Sorry random child at the playground that my daughter just invited to her birthday party 4 months from now. It’s never going to happen.
Missed connection: She wanted classy and I thought she said gassy…
As I get older, I don’t refer to myself as “well seasoned”.
I’m more “fermented”.
“Jesus take the wheel” I say as the car hurtles down the highway
“Not that one” I whisper moments too late
Her eyes light up the room. They are lasers. Everyone is running.

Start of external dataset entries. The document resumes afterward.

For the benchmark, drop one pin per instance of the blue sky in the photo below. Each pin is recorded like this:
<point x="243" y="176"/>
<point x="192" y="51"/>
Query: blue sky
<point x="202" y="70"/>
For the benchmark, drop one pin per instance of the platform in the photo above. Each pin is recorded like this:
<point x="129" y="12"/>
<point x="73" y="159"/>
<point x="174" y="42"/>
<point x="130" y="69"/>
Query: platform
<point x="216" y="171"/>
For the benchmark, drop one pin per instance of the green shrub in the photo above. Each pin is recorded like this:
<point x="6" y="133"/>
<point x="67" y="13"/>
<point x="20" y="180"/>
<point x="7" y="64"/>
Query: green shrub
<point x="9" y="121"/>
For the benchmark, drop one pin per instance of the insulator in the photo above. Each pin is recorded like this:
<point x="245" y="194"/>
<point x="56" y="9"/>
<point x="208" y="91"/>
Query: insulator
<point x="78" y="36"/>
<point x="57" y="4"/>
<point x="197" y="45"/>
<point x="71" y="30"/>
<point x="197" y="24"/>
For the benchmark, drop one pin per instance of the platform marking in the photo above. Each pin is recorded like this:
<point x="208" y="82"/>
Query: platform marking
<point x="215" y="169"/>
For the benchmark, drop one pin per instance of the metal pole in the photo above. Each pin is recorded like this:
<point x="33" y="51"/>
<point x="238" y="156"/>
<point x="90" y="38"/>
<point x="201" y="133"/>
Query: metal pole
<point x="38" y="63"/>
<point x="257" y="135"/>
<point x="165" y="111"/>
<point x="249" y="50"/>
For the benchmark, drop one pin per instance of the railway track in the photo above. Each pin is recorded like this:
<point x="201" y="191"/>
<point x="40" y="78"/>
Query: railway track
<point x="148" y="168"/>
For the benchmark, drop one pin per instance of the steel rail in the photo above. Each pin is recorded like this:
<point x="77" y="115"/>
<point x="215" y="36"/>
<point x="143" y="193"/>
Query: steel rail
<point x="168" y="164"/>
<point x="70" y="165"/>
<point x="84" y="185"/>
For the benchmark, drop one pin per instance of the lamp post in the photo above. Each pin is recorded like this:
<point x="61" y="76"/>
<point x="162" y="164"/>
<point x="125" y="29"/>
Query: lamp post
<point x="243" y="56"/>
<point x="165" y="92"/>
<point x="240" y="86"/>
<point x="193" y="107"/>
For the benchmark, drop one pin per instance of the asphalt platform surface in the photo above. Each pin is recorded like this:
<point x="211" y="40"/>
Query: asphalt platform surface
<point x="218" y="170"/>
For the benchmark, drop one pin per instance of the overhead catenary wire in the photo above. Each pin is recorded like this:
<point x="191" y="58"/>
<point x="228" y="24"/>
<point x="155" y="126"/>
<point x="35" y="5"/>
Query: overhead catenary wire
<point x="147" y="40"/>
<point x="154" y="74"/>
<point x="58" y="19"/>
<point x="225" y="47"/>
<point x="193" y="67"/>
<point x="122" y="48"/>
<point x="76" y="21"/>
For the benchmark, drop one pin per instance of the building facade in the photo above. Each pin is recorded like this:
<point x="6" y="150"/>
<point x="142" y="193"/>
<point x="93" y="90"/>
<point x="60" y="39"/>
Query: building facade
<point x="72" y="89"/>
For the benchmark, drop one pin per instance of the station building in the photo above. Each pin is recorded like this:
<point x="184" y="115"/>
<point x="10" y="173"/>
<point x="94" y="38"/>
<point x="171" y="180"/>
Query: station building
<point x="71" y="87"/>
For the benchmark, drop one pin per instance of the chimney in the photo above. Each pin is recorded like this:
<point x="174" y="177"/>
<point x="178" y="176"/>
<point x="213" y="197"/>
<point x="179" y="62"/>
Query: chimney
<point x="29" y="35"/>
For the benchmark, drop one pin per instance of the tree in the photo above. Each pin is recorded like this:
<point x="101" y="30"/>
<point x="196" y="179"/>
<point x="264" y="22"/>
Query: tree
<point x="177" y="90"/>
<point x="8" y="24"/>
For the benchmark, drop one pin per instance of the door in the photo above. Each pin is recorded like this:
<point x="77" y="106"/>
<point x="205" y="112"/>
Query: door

Baller is short for ballerina
SEVEN DEADLY SINS
Lust
Gluttony
Greed
Sloth
Wrath
Envy
Calling me instead of just texting
wat abot when ther was only 1 set of footprints
“thats when i carried u”
wat abot when the fotprints went in the ocean
“i tried to drown u”
I wish Teachers were treated like pro athletes. Million dollar contracts and tenure bonuses.
Pro model erasers and chalk. Showered with Gatorade when the whole class passes.
Kid: Daddy can I give some of my candy to that duck?
Me: No, ducks only eat things they find in nature, like bread.
Marriage is for people who want their break ups to involve paperwork.
The 9:50 from Paris has been diverted. Nothing to do with the weather, we just don’t like the French.
Him “I like you”
Me: “Meh, give it five days.
Him: “No I really like you”
Me: “okay. Ten.”Narrator * It would, in fact, take 4.
Babies make for the worst pets ever, I try to explain to all of the expectant mothers at the grocery store.
Me: It’s sweet how my cat sits on my chest to comfort me when I’m sick in bed.
Cat: I think I’ll eat the eyes first.
[leaving a party]
HOST (holding 2 identical coats): which is urs
ME: does 1 have a corn dog in its pocket
H: ya
M (suspiciously): mine had 2
After 46 years of service, Voyager 1 has stopped communicating with Earth, even Voyager 1 has had enough of our f****** bullshit.